I love the look of treacle-cured smoked salmon with whisky jelly, pickled apple and spelt (£10.50), and the taste is just as lovely: gloriously rich fish with a firm texture, quivering, potent jelly and tart curls of Granny Smith. Mr M toyed with the idea of Hereford snails with oxtail, stout and parsley but we notice (despite a pretty presentation) that only one of our neighbours' order of six is eaten. He diverts to the special: game faggots with cherry and girolles (£10.50); autumn on a plate.

This sensational dish makes sense of an initially lipcurlingly twee slogan on the website: "Where the country comes to town". Chef/patron Mike Robinson (along with investor Brett Graham of, uh, The Ledbury) is a man who likes hunting. He also has a rural Berkshire pub and is passionate about using Britain's wild and wonderful produce.

Since Fulham's red-trouser-wearing folk stalk more trading floors than grouse moors, this is a good thing. I want the roast loin of Berkshire fallow deer with all the trimmings, but it's on sale for two at £46 and Mr M wants fish, so I settle (not entirely accurate given how good it is) for shoulder of Tamworth pork with girolles, sweetcorn and Wiltshire truffles, at £23.Barley and cobnuts and onions and crackling all fight for prominence in this highly textured dish, the English truffle a grace note beneath the generous cut of well (by which I mean still tender) cooked meat.

The roast Cornish sea bream with violet artichokes, almonds, parsley and lemon (£23.50) is, says Mr M, the best fish he's ever eaten. He's not given to hyperbole, so I have a go myself. Blimey, it's good, great even. None of this will come as a surprise to you if you're a Michelin camp-follower but for me it's a most blissful harmony of relaxed setting and stellar food. Generous, too. Three big pieces of fish, lots of verdant, herby sauce and hefty, tender artichokes.

The amateur snappers next door are long gone, and the Rully is nearly gone too. Just one slice of the blackcurrant leaf tart with frozen ewe's milk yoghurt, then. "Some people are disappointed when they see this," admits the young lady who brings pudding. It's certainly not a vivid purple, but if you're here and have reached the end without realising the kitchen will tease the very best out of every bit of nature's bounty, you're daft. The taste is intensely fruity with a murmur of grassiness, and a powered streak of dried leaf adds to it. The ice is very nice.
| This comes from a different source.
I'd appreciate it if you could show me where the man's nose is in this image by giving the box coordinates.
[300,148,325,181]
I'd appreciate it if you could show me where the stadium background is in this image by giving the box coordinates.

So, no headline-grabbing shocks – it hasn't plunged from greatness, and still packs them in, six years on. This is a pleasure to report.

9/10

The Harwood Arms, Walham Grove, London SW6, tel: 020 7386 1847. £130 for two, with wine

Four more foodie notes from the past week

Spiralizer

Late to the party on this gadget; now it's love. We've had "courgetti Bolognese" three times in a week. A brilliant carb alternative.

Le Pain Quotidien

Avocado toast is on the lunch menu – which suits me very well as I almost set the sprinklers off when I tried to use a toaster in the office.

Flat Iron

These guys – now on their second branch in London – had a stall at the Meatopia festival and a whole ox on a spit. Utterly stunning.

The Marshmallowists

After copious amounts of grilled meat, the perfect sugar hit of a pillowy cube of blackcurrant and mint from this ace indie brand.